Gov. Ricardo Rosselló appointed Thursday the president of the Government Development Bank (GDB), attorney Christian Sobrino, as his representative to the fiscal board. Sobrino will take Sánchez’s seat, which the governor stressed will serve to promote the economic development agenda for the island before the federally established board and ensure the implementation of the fiscal plan to benefit the people of Puerto Rico. The position has a voice, but no vote.

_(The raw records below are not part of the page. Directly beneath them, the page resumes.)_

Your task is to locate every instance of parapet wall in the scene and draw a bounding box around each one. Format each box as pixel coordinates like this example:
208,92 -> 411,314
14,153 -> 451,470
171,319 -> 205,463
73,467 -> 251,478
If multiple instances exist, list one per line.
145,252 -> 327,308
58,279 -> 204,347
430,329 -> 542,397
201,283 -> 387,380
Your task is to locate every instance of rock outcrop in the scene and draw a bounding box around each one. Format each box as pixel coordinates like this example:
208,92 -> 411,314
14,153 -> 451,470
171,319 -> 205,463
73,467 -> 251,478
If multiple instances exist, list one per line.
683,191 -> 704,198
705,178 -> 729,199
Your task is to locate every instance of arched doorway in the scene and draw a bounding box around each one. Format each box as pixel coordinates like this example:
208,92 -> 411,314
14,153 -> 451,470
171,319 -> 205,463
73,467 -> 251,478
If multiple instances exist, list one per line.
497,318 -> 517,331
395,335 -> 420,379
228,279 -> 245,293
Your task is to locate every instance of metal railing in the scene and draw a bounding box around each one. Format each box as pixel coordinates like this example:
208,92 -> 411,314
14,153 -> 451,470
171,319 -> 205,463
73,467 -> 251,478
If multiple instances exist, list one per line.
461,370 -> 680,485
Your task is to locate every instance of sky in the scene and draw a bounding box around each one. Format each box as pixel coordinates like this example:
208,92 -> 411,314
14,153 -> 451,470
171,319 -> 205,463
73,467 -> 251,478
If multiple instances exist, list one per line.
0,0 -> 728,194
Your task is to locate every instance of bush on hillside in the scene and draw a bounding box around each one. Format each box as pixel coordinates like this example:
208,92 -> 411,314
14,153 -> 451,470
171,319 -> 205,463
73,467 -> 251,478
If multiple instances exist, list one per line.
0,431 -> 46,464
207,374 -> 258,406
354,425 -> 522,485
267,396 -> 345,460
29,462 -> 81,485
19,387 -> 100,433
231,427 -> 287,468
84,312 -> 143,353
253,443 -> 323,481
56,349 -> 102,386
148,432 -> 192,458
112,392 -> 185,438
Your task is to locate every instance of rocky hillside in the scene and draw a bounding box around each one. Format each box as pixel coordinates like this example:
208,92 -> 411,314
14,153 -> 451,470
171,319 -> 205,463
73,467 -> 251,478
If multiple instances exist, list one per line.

“The representation of the Governor of Puerto Rico on the Oversight Board is an exclusive prerogative of the Governor,” board Chairman José Carrión said in a statement. “We had the opportunity to work very closely with Mr. Sánchez-Sifonte. Elías was always available, committed and dedicated to represent with determination the Governor’s postures before the Board. I personally thank him for his work and wish him success in his future endeavors. And anticipate with enthusiasm the opportunity to work likewise with the new representative that the Governor may see fit to designate….”
“It’s not getting off the bus, you’ll ever find more support [for the governor] than mine. I am convinced this is what Puerto Rico needs. But…my job was to put the process on track, and it already is,” Sánchez said about his resignation in a WKAQ radio interview.
The governor thanked Sánchez for his work and described his performance before the fiscal control board as “highly competent, addressing very complex situations with great professional skill.”
“As governor, I wish to thank Mr. Elías Sánchez Sifonte for his willingness to serve Puerto Rico, his commitment to our administration and, on a personal level, our respect and esteem,” Rosselló said.
Sánchez, who led Rosselló’s transition committee, said the governor knew two weeks ago about his resignation, but does not know if he has a substitute for the post.
Although he acknowledged that the Puerto Rico government’s current situation ahead of the renegotiation of its debt in federal court “is serious,” Sánchez said he did not leave the board for that reason, since the worst happened in January “and we said: ‘Let’s take it on.'”
“What I leave pending is there must now be a change in what the discourse of the fiscal situation has been,” said the former government representative, who insisted he differs from the board in that it has the power to impose an employee furlough.
Although Chairman Carrión has said he is willing to go to court if the Rosselló administration failed to comply and a cut to public employee work hours was required, Sánchez is confident “the government will comply.”
Sánchez’s resignation comes amid questioning by the Espacios Abiertos organization, which accuses the fiscal board of presenting “incomplete” information related to the financial interests of its members.
Sánchez was one of the less compliant members after board Deputy Director Ramón Ruiz Comas. For Espacios Abiertos, the former government representative to the board provided only 63.6 percent of the data required, failing to provide neither the certification of the ethics adviser nor his and his wife’s assets, income and retirement accounts.
Prof. Ángel Rosa, a political analyst, said he believes Sánchez was partly responsible for the Rosselló administration’s effective communications.
“[Sánchez] has the right to have a professional life. He knows what’s coming and understands it well. He has seen it discussed and doesn’t want to be one of those who place their signatures on what awaits the country in the coming years,” said Rosa, referring to the possible imposition of a reduction of public employee work hours and cuts to healthcare.